Farcical, comical, imprudent. There is no other way to describe our 'respected' legislative body and 'honorable' lawmakers. Maldives supposedly has a presidential system, clearly separating the three powers of the state. But in Maldives the lines have been blurry at best amid the incessant battle for absolute political supremacy.
The now embattled president Abdulla Yameen Abdul Gayoom is a master at playing 'jump rope' with the lines of power. Yameen has rolled back many of the democratic gains seen in the archipelago since 2008, exploiting his majority in parliament and 'influence' over the judiciary to eliminate any who dared to oppose him.
But the parliament has been the vanguard of his ruthless juggernaut, rubber stamping his every whim. When he needed foreign investors to fund his ambitious infrastructure development plans, the parliament devised a foreign land ownership law. When Yameen needed absolute control of the country's apex court, the parliament obliged by reducing the bench from seven to five. When local media became too irksome for his liking, a new defamation law emerged with heavy fines imposed on journalists and social media users. When the opposition took to the streets, the parliament revised the law to quell protests in the capital. All without debate, argument or question.
Despite the farce the country's legislative body has become, one must be inclined to give credit where its due. Our parliament is reliably unreliable. When we believe that our lawmakers are at their despicable worst, they prove us wrong by stooping to an all new low.

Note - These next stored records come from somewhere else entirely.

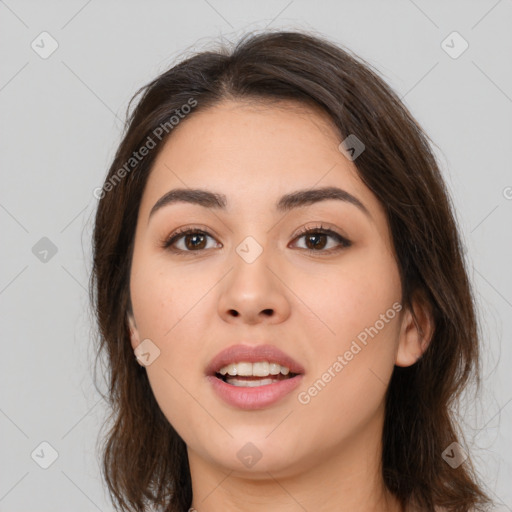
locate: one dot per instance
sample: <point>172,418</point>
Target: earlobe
<point>134,333</point>
<point>415,334</point>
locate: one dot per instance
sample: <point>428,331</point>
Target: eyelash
<point>319,229</point>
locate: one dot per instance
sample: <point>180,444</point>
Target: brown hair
<point>144,459</point>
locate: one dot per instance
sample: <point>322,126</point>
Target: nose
<point>254,292</point>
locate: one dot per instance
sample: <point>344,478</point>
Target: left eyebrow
<point>297,199</point>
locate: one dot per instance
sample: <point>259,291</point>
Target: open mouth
<point>253,380</point>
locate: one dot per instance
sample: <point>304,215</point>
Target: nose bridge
<point>251,289</point>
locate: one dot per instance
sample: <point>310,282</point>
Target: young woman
<point>275,244</point>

On Tuesday, the parliament amid the continued boycott by opposition lawmakers rubber-stamped the latest government move tailor-made to quash what it continues to describe as a coup.
First, it signed off on the controversial anti-defection law. The mouthpiece lawmakers of president Yameen during the 'debate' said the law was necessary to protect the integrity of the parliament and end corruption. According to the draft law, lawmakers elected on party tickets would lose their respective seats if they quit, change or are dismissed from the party. However, the law would not apply to independent members if they sign for a particular party.
Truly honorable and a welcome move for the island nation where lawmakers are 'auctioned' off to the highest bidder. However, no law would make it as close as to the parliament steps without an ulterior motive.
The draft law was submitted in the wake of a top court stay order the relevant institutions to hold off on the reinstatement of a dozen opposition lawmakers disqualified over an earlier anti-defection ruling.
The island nation has been embroiled in fresh political turmoil after the Supreme Court on February 1 ordered the immediate release of jailed political leaders including self-exiled former president Mohamed Nasheed.
The court had also annulled its anti-defection ruling and ordered the country's electoral watchdog to re-instate the dozen rebel government lawmakers disqualified over the ruling. The Supreme Court said the anti-defection ruling was issued as a temporary solution to the constitutional dispute case filed by the state but insisted that the relevant authorities have failed to bring to effect an anti-defection law specified in the ruling.
After the government controlled parliament earlier Monday voted to accept the draft law, the parliamentary committee had revised it to make it effective from July 13, 2017 - the same day the top court had issued its original anti-defection ruling.
Problem solved. The dozen thorns in president Yameen's side removed. Parliament majority secured.
Next up on Tuesday was the conundrum of the two 'rouge' judges behind the February 1 order. The amendment to the Judges Act carefully scripted to remove the two Supreme Court judges arrested under the state of emergency over the alleged plot to overthrow the government.
According to the amendment, judges convicted of a criminal offence would be automatically removed from office.
The amendment said a judge convicted of a criminal offence would be removed with immediate effect after the sentence. The amendment was also designed to bypass the constitutional article on removal of judges arguing that it does not relate to the conduct of judges.
The amendment said the judicial service commission (JSC) must suspend the judge with pay following his or her arrest. However, once the judge is formally charged he or she would cease to receive pay while he or she would be immediately removed from office if convicted.
The ruling party in its amendment has also limited the time for appeal. A convicted judge must file the first appeal within 10 days while first appellate court is given 30 days to arrive at a sentence. The same time frame has been afforded to the Supreme Court as the last stage of appeal.
But again to give credit where it's due, the ruling party had not even made an attempt to hide its intentions.
"The reason for proposing such an amendment is to ensure such an incident does not occur and those responsible are held properly accountable for their actions," party's deputy leader Abdul Raheem Abdulla said adding, "while the top court judges were in association of former presidents and others to overthrow the government we cannot take legal action against them under the current law."
As Tuesday so aptly gave testament, the incumbent government doesn't necessarily break laws. Or even bend them. It gets the parliament to make new ones even if the need is to address a single person or a particular situation. As long as its in the government's interest regardless of the consequences or reverberations it causes throughout the entire governing system.
These so-called new laws are truly laughable. So the government must expect and indeed forgive the people for laughing.